CategoryMonthly SGA Limit (2020)
Non-blind SSDI recipients$1,260/month
Blind SSDI recipients$2,110/month

These figures were slightly higher than 2019 levels, reflecting annual cost-of-living adjustments (COLAs) that SSA applies to most program thresholds. The blind SGA limit has always been set higher by statute — that's not a policy preference, it's written into the law.

It's worth noting: these numbers adjust every year. The 2020 figures are historically accurate but are no longer current thresholds. Anyone checking their current SGA limit should verify directly with SSA.

How SGA Is Calculated — and What Gets Counted

📋 SGA isn't based on your take-home pay or net income. SSA looks at gross wages — what you earned before taxes and deductions. For self-employed individuals, the calculation is more complex and may consider factors like the value of your labor to the business, not just what you paid yourself.

Several things can reduce your countable earnings for SGA purposes:

  • Impairment-Related Work Expenses (IRWEs): Out-of-pocket costs related to your disability that allow you to work — things like medications, specialized equipment, or transportation tied to your condition — can be deducted before SSA applies the SGA test.
  • Subsidies: If your employer pays you more than the value of your work because of your disability (a common arrangement in supported employment), SSA may adjust the earnings figure downward.

These deductions don't reduce what you earn — they reduce what SSA counts when evaluating your SGA.

When the Earnings Limit Actually Kicks In

Not every month above SGA immediately ends your benefits. The Trial Work Period (TWP) gives approved SSDI recipients nine months (not necessarily consecutive) to test their ability to work without any SGA evaluation. In 2020, any month in which you earned more than $910 counted as a Trial Work Period month.

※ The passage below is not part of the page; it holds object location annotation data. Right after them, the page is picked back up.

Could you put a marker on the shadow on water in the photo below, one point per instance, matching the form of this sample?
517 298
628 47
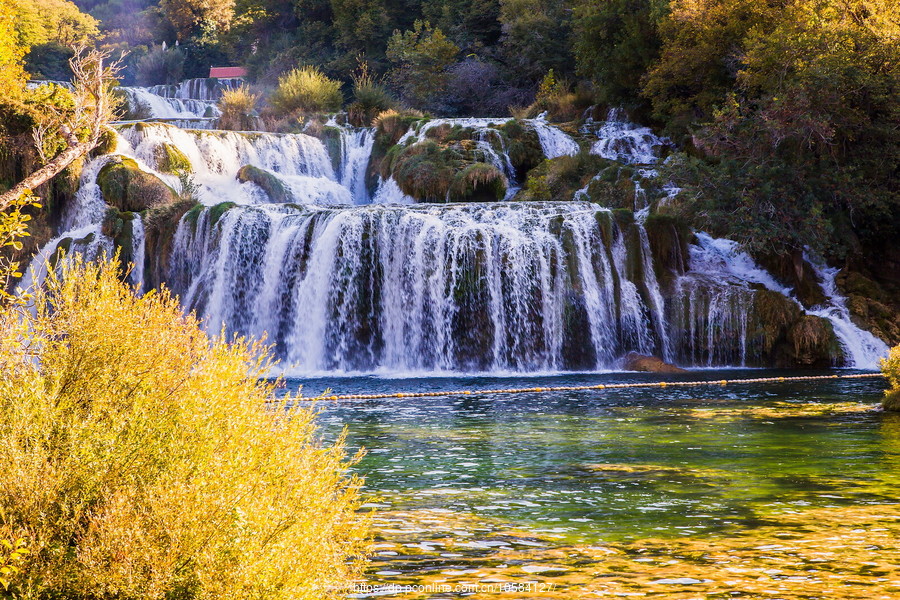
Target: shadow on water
476 488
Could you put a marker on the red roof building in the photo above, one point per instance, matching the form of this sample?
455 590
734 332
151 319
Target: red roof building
227 72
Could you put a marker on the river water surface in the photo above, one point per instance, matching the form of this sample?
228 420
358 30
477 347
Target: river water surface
784 490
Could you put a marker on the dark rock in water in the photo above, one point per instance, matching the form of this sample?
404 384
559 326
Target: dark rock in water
269 183
648 364
129 189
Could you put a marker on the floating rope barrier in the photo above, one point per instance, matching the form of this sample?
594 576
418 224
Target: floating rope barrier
602 386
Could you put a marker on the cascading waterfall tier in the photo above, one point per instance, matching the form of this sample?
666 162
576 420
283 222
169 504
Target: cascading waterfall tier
290 242
455 287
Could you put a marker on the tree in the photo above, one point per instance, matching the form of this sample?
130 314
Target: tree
615 42
536 37
703 42
144 460
81 128
423 56
187 16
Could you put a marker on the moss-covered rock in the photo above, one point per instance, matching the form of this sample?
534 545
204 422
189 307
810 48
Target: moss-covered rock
169 159
559 178
106 144
216 212
160 225
792 270
523 146
426 170
331 139
479 182
119 226
129 189
669 237
813 344
273 187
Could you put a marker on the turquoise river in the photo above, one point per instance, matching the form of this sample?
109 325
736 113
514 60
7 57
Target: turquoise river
784 490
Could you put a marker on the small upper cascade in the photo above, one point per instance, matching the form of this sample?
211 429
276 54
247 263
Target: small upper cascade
356 149
143 102
721 278
296 167
624 141
389 192
863 349
88 206
138 254
554 141
208 89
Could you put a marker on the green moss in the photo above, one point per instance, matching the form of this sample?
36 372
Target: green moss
426 170
668 237
331 139
814 344
126 187
216 212
119 226
193 215
160 224
523 146
479 182
773 315
169 159
891 400
270 184
106 144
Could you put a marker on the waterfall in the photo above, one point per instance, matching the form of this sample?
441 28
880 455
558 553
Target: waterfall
863 349
656 302
356 148
713 300
136 277
200 88
142 101
298 163
88 207
624 141
339 279
389 192
554 142
448 287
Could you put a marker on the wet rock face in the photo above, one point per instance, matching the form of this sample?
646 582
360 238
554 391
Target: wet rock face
271 185
129 189
648 364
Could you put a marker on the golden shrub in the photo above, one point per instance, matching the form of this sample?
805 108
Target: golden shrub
141 459
890 366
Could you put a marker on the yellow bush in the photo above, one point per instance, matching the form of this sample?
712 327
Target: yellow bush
143 460
237 108
307 89
890 366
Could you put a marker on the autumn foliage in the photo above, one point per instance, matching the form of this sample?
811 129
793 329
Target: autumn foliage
141 459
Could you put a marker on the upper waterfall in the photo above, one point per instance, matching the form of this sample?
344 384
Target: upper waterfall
310 240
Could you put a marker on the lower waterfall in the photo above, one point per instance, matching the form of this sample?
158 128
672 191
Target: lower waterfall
291 238
454 287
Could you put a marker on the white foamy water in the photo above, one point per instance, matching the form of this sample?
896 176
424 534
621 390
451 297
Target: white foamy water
624 141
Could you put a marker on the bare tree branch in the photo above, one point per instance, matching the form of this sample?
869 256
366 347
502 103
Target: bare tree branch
94 108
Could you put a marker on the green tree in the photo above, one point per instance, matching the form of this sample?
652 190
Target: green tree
615 42
473 25
536 38
703 42
422 57
187 16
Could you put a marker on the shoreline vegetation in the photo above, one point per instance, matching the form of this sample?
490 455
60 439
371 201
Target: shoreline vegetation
141 458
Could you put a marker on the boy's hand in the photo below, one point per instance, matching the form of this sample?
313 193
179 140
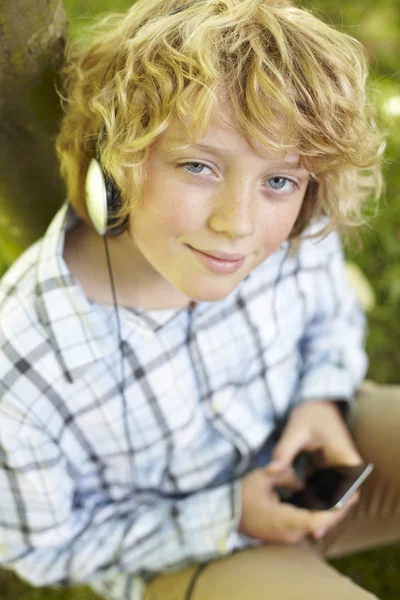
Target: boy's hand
268 519
314 426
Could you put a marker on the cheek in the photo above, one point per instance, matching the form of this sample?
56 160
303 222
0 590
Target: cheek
276 227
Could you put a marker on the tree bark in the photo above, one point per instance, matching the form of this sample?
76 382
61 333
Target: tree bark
32 38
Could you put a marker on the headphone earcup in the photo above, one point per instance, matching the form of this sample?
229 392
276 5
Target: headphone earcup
103 201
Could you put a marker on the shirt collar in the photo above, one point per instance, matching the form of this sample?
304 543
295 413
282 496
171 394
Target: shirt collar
80 330
79 333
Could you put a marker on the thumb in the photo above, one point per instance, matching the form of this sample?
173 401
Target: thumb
291 443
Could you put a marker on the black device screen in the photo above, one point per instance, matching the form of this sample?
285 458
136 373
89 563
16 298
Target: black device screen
324 488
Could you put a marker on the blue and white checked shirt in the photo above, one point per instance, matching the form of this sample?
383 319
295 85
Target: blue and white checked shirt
99 491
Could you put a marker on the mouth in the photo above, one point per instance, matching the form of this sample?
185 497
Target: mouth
219 262
219 255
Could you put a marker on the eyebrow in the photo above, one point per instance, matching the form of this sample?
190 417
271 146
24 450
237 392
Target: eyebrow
175 145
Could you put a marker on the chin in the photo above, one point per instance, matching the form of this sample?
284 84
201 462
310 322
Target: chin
208 294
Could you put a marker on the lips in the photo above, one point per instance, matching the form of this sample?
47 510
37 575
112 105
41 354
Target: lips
221 255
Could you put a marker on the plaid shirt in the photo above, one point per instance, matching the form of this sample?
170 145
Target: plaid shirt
107 489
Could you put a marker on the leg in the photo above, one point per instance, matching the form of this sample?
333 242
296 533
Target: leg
269 572
375 521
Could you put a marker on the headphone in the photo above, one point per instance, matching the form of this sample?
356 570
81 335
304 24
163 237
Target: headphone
103 198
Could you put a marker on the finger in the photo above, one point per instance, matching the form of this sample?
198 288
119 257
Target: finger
287 478
291 443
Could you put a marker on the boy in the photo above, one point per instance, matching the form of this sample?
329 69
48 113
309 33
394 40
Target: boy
184 330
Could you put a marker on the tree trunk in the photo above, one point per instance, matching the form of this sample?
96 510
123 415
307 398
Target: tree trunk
32 37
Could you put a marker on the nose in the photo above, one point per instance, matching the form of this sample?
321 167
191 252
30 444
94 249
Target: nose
234 210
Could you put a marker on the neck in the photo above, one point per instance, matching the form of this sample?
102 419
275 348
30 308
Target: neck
137 284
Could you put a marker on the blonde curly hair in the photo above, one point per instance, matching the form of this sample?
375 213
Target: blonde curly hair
292 81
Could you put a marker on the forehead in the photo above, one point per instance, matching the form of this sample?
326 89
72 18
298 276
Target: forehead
222 137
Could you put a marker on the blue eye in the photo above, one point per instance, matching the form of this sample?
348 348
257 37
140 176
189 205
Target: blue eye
198 167
278 183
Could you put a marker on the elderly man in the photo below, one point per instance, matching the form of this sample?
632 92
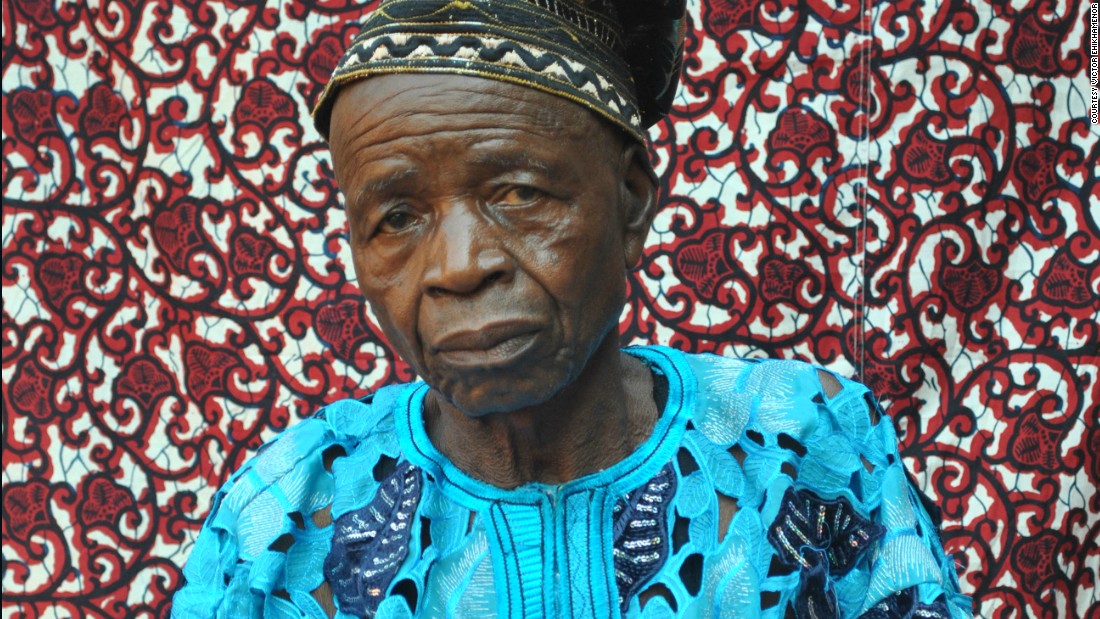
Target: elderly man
493 158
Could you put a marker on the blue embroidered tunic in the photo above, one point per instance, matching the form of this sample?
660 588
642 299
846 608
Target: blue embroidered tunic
826 522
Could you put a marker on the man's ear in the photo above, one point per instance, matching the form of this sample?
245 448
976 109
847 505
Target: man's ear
638 198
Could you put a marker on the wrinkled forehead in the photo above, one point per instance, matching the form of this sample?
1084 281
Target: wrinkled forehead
428 103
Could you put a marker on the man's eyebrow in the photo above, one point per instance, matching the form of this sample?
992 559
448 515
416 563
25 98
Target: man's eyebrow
384 184
509 161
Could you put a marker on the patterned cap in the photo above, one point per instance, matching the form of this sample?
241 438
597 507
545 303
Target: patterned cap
619 58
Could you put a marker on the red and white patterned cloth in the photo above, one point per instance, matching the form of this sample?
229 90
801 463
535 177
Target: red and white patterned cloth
903 191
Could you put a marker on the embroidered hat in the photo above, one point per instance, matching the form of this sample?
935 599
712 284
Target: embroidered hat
619 58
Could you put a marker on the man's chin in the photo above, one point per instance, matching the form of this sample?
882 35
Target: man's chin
496 396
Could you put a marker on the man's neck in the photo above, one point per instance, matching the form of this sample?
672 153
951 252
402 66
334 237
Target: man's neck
590 426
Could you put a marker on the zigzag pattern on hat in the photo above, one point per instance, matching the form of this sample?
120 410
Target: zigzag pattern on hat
477 54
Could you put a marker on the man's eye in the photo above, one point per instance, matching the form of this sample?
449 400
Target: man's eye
396 221
519 196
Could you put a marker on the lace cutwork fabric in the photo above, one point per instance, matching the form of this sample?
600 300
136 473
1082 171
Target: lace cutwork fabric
827 523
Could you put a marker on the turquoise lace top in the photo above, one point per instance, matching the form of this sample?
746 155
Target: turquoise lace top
826 524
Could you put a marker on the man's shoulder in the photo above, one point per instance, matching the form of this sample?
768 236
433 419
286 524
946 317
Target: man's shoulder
289 478
766 399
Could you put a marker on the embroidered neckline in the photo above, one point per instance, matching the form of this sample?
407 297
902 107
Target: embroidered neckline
622 477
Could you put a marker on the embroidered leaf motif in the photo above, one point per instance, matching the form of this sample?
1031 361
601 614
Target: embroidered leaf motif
641 533
806 522
370 544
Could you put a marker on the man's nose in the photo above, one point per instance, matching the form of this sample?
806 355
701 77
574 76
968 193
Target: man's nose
464 254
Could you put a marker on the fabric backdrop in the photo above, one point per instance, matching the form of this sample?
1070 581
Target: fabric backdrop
903 191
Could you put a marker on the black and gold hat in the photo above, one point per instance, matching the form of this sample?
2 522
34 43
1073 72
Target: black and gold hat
619 58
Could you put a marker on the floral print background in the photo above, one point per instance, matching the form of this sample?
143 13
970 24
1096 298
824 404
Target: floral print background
904 191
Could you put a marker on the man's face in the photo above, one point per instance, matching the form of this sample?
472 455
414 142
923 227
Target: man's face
491 230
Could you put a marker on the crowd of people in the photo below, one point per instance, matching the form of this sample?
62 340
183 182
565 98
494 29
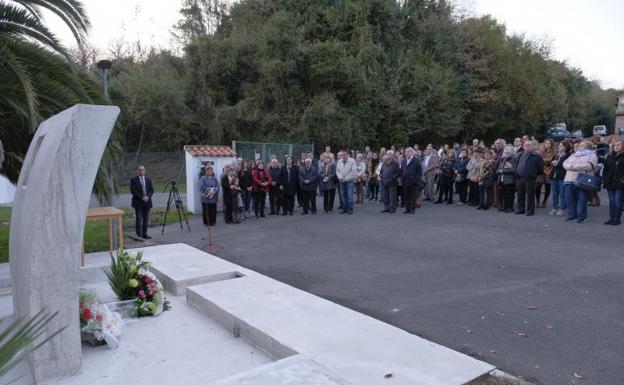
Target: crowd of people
513 178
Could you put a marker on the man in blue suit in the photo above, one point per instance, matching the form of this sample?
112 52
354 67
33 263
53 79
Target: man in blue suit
142 190
411 172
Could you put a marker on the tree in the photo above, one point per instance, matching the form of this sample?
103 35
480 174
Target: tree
37 79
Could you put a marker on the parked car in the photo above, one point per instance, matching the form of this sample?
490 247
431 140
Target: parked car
558 133
600 130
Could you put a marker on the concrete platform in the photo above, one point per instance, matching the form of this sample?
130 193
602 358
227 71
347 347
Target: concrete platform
293 370
315 341
285 321
179 266
277 318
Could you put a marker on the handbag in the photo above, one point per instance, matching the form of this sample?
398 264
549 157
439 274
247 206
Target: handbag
587 182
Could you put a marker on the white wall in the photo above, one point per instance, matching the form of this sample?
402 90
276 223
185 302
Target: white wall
193 166
7 190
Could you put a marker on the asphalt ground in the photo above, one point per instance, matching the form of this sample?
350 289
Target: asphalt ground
538 297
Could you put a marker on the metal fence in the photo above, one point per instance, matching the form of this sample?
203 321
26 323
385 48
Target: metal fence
264 151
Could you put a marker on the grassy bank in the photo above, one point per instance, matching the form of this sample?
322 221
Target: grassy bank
95 234
158 187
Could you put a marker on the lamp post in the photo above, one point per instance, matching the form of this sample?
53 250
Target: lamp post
104 66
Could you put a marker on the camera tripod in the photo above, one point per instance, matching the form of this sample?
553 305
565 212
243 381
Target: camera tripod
174 198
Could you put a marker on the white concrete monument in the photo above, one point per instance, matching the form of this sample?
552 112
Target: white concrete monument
47 224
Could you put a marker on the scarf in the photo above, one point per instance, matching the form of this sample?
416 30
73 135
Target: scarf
579 154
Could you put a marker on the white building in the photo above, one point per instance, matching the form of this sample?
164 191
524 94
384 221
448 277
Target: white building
217 156
7 190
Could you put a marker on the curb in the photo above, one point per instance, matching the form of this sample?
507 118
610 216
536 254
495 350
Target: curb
509 378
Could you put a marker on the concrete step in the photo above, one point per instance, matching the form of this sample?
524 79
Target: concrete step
283 320
293 370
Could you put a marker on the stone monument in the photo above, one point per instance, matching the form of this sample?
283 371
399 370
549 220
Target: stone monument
47 224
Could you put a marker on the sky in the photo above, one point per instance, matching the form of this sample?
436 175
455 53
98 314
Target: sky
584 33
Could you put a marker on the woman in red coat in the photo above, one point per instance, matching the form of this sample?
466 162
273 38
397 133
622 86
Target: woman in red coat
261 184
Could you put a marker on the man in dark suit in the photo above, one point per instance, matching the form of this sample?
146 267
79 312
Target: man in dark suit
390 174
528 166
142 190
411 171
289 183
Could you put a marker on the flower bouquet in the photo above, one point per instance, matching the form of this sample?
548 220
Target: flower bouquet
98 325
130 279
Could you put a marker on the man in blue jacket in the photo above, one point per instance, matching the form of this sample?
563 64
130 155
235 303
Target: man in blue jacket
142 190
411 171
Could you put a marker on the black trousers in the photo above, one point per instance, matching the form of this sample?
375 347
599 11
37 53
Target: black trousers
390 197
507 195
525 187
141 215
374 188
485 195
289 203
462 190
328 199
410 193
275 199
446 189
309 201
209 213
259 200
473 195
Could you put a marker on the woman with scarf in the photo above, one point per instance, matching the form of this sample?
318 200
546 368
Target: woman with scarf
246 185
507 179
461 176
209 188
547 151
261 184
446 178
474 166
556 179
584 161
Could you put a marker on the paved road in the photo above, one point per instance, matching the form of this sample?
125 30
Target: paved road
535 296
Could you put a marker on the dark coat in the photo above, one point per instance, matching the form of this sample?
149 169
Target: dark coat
290 184
331 177
137 192
459 166
311 176
244 179
534 165
259 177
390 173
276 177
558 170
225 187
411 173
613 174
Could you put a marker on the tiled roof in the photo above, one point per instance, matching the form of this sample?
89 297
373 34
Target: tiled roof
214 151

Once you've used those nine months, SSA begins applying the SGA test more strictly. After that, there's the Extended Period of Eligibility (EPE) — a 36-month window during which your benefits can be reinstated in any month your earnings fall below SGA without a new application.

This structure matters because it means the earnings limit doesn't hit everyone the same way at the same time. ⚙️ Where you are in your benefit timeline shapes how the 2020 SGA threshold applied to your specific situation.

SGA During the Application Process

For people who hadn't yet been approved in 2020, the SGA limit worked differently — and more immediately. If you were applying for SSDI and working above $1,260/month in 2020, SSA would typically stop the review right there and deny the claim on the basis that you were engaging in substantial gainful activity. The medical evaluation might never happen.

That's one reason applicants with partial or inconsistent work histories — especially those who reduced hours due to their condition — faced more complicated cases. Whether earnings from reduced or irregular work counted toward SGA, and how onset dates intersected with work activity, were questions that varied significantly based on individual records.

What the 2020 Limit Doesn't Tell You

Knowing the 2020 SGA threshold is a useful anchor, but it answers only part of the question for most people. How that number applied — and what consequences followed from crossing it — depended heavily on:

  • Whether you were a new applicant or already approved
  • How many Trial Work Period months you had used
  • Whether you had deductible IRWEs that brought countable earnings below the threshold
  • Your type of work (employed vs. self-employed)
  • Whether SSA had already completed a Continuing Disability Review
  • The specific timing of earnings relative to your benefit start date

Two people both earning $1,300/month in 2020 could face entirely different outcomes depending on these variables. One might be in the middle of a Trial Work Period with no immediate consequence. Another — post-EPE, with no deductible expenses — could face benefit suspension.

The mechanics of the 2020 SGA limit are clear. How they applied to any given person's case is the part that doesn't have a universal answer.